House Republicans turned to Rep. Larry Howes of Walker, who served on the bonding bill conference committee, to come up with their $250 million recommendation. Howes said he reluctantly came up with a pared down list that includes money for flood mitigation, water treatment, roads and bridges, as well as Moose Lake and Oak Park Heights.

"I was told by my caucus to do it and I'll support my caucus," Howes said. "Personally, I'm not that confident that it's necessarily the right thing to do, but I'll remain a team player for now and do what I'm supposed to do."

Howes said some of his colleagues are worried that with a big bonding bill signed, DFLers might want to adjourn early and leave the budget balancing to the governor. Howes said he wants a fiscally responsible bonding bill too, but he thinks that could be accomplished at about $775 million.

Some Republicans are urging Pawlenty to stick with his earlier threat to veto the entire bonding bill, and they were disappointed when he backed off. Rep. Mark Buesgens, R-Jordan, said Pawlenty needs to do a better job communicating with House Republicans.

"There is some frustration out there. Does that mean that other veto overrides might go forward? I would hope not, but this has to be a shared partnership," he said. "Our strength lies with sticking with the governor and hopefully vice versa."

Pawlenty was in Florida for the weekend for a mix of politics and family time. The governor has until midnight Monday to take action on the bill. 

Pawlenty's spokesman said the governor will exercise his line-item veto authority to cut its size but didn't say how much.

Meanwhile, DFL legislators are also offering advice to the governor.

"You know what? I don't think he should cut anything," said Sen. David Tomassoni, DFL-Chisholm. 

House and Senate negotiators already made significant cuts in the bill to accommodate projects requested by the governor, Tomassoni said, adding the bill represents a good compromise in its current form. 

"Talk to people around the state and see how important these projects are, and see who's going to go to work," he said. "And now is the time to build because everything is right. We need jobs, the interest rates are low and the cost of materials is low. All of these projects will eventually get done, and now is the time to do it."

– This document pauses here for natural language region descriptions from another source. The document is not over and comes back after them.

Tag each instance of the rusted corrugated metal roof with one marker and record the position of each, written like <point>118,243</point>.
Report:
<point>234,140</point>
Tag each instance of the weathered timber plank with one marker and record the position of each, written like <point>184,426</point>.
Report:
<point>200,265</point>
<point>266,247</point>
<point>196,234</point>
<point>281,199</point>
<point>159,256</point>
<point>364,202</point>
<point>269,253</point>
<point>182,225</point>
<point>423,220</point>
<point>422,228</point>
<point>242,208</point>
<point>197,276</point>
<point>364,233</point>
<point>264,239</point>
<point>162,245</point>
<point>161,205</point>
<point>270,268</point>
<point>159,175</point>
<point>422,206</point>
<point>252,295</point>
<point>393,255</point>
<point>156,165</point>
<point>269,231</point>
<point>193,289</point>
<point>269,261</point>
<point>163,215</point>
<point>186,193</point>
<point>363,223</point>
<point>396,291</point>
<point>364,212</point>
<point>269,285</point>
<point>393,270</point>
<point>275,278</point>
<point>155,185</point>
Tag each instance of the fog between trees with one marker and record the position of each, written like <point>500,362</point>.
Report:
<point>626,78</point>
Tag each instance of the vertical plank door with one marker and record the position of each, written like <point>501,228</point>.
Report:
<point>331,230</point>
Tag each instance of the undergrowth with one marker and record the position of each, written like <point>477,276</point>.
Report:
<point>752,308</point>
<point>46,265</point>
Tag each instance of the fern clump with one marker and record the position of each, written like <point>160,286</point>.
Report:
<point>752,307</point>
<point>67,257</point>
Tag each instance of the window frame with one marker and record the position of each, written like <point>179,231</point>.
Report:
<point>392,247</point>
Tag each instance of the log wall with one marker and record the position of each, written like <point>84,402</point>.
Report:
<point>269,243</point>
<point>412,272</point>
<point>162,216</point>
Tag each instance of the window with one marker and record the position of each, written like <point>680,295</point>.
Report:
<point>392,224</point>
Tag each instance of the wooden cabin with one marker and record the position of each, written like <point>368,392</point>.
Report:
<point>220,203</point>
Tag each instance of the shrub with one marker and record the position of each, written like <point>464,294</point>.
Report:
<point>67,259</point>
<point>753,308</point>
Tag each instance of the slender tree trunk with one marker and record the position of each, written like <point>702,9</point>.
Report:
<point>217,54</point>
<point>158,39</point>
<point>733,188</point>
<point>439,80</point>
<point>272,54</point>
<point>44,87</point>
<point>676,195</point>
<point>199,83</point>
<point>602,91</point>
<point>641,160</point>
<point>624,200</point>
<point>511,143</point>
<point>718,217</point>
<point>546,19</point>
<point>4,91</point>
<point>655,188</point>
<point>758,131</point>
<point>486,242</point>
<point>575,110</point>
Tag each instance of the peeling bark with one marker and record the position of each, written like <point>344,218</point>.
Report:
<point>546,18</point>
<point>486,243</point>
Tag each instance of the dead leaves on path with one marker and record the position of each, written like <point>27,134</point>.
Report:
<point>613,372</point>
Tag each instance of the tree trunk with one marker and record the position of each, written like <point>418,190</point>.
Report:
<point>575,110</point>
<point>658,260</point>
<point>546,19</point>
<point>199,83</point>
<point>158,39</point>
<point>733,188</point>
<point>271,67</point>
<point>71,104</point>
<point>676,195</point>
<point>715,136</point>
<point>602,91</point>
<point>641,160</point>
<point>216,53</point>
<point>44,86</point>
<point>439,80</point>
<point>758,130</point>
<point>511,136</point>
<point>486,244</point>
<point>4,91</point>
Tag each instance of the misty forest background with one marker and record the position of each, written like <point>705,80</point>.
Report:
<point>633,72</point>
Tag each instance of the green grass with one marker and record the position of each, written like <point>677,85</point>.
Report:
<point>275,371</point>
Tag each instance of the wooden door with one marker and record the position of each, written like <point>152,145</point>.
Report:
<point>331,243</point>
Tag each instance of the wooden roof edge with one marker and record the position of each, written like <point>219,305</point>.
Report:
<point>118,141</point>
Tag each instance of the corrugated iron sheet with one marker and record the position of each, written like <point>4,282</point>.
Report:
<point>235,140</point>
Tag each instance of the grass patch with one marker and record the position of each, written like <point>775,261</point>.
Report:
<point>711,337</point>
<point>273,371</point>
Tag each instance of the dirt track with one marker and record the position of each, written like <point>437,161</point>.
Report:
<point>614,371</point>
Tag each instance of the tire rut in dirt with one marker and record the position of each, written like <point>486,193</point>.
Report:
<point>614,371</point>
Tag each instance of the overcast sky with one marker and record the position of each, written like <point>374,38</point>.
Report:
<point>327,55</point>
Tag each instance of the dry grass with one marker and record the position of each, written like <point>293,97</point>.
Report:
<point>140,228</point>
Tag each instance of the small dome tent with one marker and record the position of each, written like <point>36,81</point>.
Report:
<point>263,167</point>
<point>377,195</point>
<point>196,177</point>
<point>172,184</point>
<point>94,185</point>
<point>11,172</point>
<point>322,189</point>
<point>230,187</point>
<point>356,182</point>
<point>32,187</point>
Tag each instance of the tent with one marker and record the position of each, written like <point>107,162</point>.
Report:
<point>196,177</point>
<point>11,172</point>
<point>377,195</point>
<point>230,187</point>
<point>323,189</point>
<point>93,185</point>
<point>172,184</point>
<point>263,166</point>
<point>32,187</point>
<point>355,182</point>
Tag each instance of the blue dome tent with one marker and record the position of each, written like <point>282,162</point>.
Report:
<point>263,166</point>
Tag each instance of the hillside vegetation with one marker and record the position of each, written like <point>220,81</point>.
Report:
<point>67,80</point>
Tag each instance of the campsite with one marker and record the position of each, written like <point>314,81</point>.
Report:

House Speaker Margaret Anderson Kelliher agreed. She said the bonding bill in its current form will result in more than 21,000 jobs statewide. 

Kelliher, who's a DFL candidate for governor, said the GOP claim that Democrats don't want to balance the budget is not based in reality. 

Committees in the House and Senate have already started work on the first phase of a plan to erase the deficit.